Cameo: Berapa resolusimu yang sudah
terlaksana?
Saya: (terkejut kemudian tertawa) Saya belum
menghitung. Tapi sepertinya tinggal satu yang tidak terlaksana.
Cameo: Apa itu?
Saya: Jadi lebih produktif sebagai penulis
lepas. Tahun ini saya jadi susah atur waktu. Termasuk waktu untuk menulis demi
diri saya sendiri. Kau pasti paham maksudku, Kem. (tertawa)
Cameo: Ya… ya.. masalah atur waktu lagi ya
(tersenyum getir).
Ada jeda lagi. Kali ini lumayan panjang.
Cameo: Lalu, kalau saya tanya apa kabarmu
sekarang, kau mau jawab bagaimana?
Saya diam. Pertanyaan Cameo berhasil menohok
ulu hati. Entah kenapa pahitnya empedu iba-tiba terasa hingga ke lidah. Membuat
mulut ini berat untuk bergerak. Pikiran saya tiba-tiba meloncat-loncat di saat
yang sama. Kembali mengenang bagaimana tahun ini dimulai.
Sebuah tanggung jawab besar saya emban di
organisasi. Waktu itu keadaan memang tidak nyaman bagi beberapa orang, termasuk
saya. Masalah juga datang dari rumah. Ibu dan ayah ‘berdebat hebat’ hahaha…
kalau saya boleh pakai istilah itu. Semuanya dimulai dengan perasaan berkecamuk
tahun ini. Lalu, seiring berjalan, masalah-masalah lain mulai muncul.
Sulit menjabarkannya tanpa kembali merasa
getir di ulu hati dan sekujur tubuh. Tapi masalah-masalah itu terasa begitu
kentara sehingga sulit mengingat momen-momen yang membuat bahagia.
Perkara cinta masih sama. Tahun ini saya
masih tuna asmara. Tak bisa menemukan orang sebaik Rahasia, sehingga sadar atau
tidak sadar saya masih berkeliling di lingkaran hidupnya. Berpindah hati
ternyata bukan perkara gampang. Sampai… ah ya! Saya punya satu momen bahagia
yang rasanya menutup kenangan atas beberapa masalah yang terjadi setahun ini!
Momen itu saya sebut sebagai ‘momen damai’. Terjadi
saat saya sedang berdua dengan Rahasia, dalam sebuah perjalanan pulang ke
rumah. Sulit menjelaskannya dengan kata-kata, tapi malam itu terasa sangat
damai.

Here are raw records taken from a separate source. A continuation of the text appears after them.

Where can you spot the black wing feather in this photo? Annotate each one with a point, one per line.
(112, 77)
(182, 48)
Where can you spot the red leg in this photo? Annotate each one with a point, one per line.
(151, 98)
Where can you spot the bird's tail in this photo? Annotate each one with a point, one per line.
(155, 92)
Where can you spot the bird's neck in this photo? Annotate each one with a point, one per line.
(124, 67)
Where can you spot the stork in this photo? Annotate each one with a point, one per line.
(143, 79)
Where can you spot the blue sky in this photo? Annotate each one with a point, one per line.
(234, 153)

Kami berdua terlibat percakapan ringan tentang hidup, seperti yang
sebenarnya biasa kami lakukan, tapi beberapa saat kemudian kami berdua diam. Malam
juga tiba-tiba ikut diam. Hening itu kemudian menyusupkan damai ke dalam hati
kami berdua. Rahasia tersenyum di boncengan. Saya juga, kemudian bertanya, “Kamu
juga merasa apa yang saya rasa sekarang?”. Dia menjawab, “Iya, sulit
menjelaskannya tapi saya paham maksudmu.”

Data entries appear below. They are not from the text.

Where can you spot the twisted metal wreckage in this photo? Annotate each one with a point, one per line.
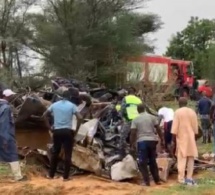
(97, 142)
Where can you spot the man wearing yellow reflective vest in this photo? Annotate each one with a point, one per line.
(129, 112)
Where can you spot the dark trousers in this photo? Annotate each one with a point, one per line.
(65, 138)
(147, 155)
(167, 134)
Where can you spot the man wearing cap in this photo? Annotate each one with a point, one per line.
(63, 135)
(8, 148)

Abstrak? Begitulah yang kami rasakan. Entah dari
mana perasaan damai itu datang, tapi bahagia yang diciptakannya benar-benar
menyentuh kami secara abstrak.
Tapi, seminggu ini saya sudah tidak
berhubungan lagi dengan Rahasia. Ada masalah yang mengganggunya. Tentang eksistensi
diri saya, dan eksistensi dirinya sendiri. Masalah filosofi dalam hidup kami. Ada
benturan pikiran, yang sebenarnya biasa terjadi antarkami berdua. Tapi kali ini
sudah ditumpuk-tumpuk tanpa ada komunikasi lancar sebelumnya. Sehingga beginilah:
masalah dengan Rahasia juga jadi salah satu masalah terberat setahun ini.
Sejumlah orang yang punya tempat istimewa
tersendiri di hati dan pikiran saya anehnya juga terdepak begitu saja dari
hidup saya. Beberapa karena masalah yang seumur hidup belum pernah saya alami
di tahun-tahun sebelumnya. Saya memang tak pernah punya masalah personal
seberat semua masalah personal yang terjadi di 2014 ini. Tak pernah kehilangan
teman karena masalah begini, dan karena ini yang pertama kali, maka rasanya
begitu berat dan sakit.
Tapi masalah ini berhasil membawa saya tiga
langkah lebih mengenal diri saya sendiri. Lagi.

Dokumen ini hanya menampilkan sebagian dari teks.